Industrial Research Institute Meeting Report-I

| On 30, May 2011

Jack Hipple

IRI Meeting-I was priveleged to present a workshop on TRIZ problem solving at the annual IRI meeting in Philadelphia this year and was able to attend a number of very interesting presentations from senior executives from materials and service industires. I’d like to report on several of these presentations.


Joe Miller, Exectuive VP and Chief Technology Officer of Corning, discussed how Corning had dealt with two major business “earthquakes”–the bursting of the “dotcom” bubble and the recession of 2009. He shared ways of adjusting to the “new normal” and the discipline that Corning used to stick to its knitting and what it knew how to do better than anyone else. From the depth of the bubble burst in 2002 to 2010 their sales grew from $3 to 6.8 Billion, net profit after taxes from (-)400M to 3.3B and free cash flow from (-)700M to 2.8B.A key decision made was to centralize core capabilities and reduce the number of laboratories. Many other companies “globlized” R&D around the globe. While refocusing and preserving their core capabilities, they focused on tough problems where their product was a “system enabler” with demanding requirements and also requiring specialized capital with strong intellectual property and selling into critical markets with high selling prices.


Two of the products he mentioned as having been born from this focus included ClearCurve(TM) fiber and Gorilla Glass(TM) for consumer devices. The holy grain for Corning is thin, strong, damage resistant glass. He made mention of the fact that doing work at 2300C (melting point of glass) is expensive. This means that R&D is expensive, but it also means not everyone can do it.


Learnings that he passed on to his listeners:



  1. Constant balancing of the R&D portfolio if required. 5-10 years (new businesses) with “adjancencies” (2-4 years out) and support of on going businesses (1-3 years out). There will be tension. Recongize and deal with it.

  2. Very early stage R&D is expensive and risky and must be supported by corporate, not on going business, funds. Giant leaps are risky. R&D must have independence

  3. Explore multiple avenues, not just the obvious one

  4. Mistakes happen. Learn from them.

  5. Know who you are and what your recipe is.

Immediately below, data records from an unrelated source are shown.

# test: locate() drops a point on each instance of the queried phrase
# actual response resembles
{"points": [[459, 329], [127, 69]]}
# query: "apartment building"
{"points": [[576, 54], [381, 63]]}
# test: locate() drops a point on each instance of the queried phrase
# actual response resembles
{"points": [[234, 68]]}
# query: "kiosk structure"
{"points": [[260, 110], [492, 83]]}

  6. R&D is a social activity

  7. Need multipe input of ideas

  8. Involve all the functions in the process

  9. Need different talents at different stages of a project and product development

  10. R&D peole are different. Deal with it.

  11. Success requires will, patience, and guts

  12. Business silos must be minimized

Martin Apple, President of the Council of Scientific Society Presidents presented some interesting global data comparing the US in a global context.



  1. China’s generation of science degree holders is exploding while the rest of the world is nearly flat.

  2. There is no more separate “learing”. Learning is the job.

  3. We are at risk of species degradation without control of CO2 emissions

  4. WIth 6% of the world’s population, we use 25% of its energy. We have to move away from the strategy of take, make, and waste.

Dr. Jacomo Corba, Chief Scientist, Quantum Black, made some interesting observations about using communication to design organizations. He suggested using comuncation tracking within a company to see how it really functions (as opposed to what the org charts say). Visuallizing this can create an eye opening experience.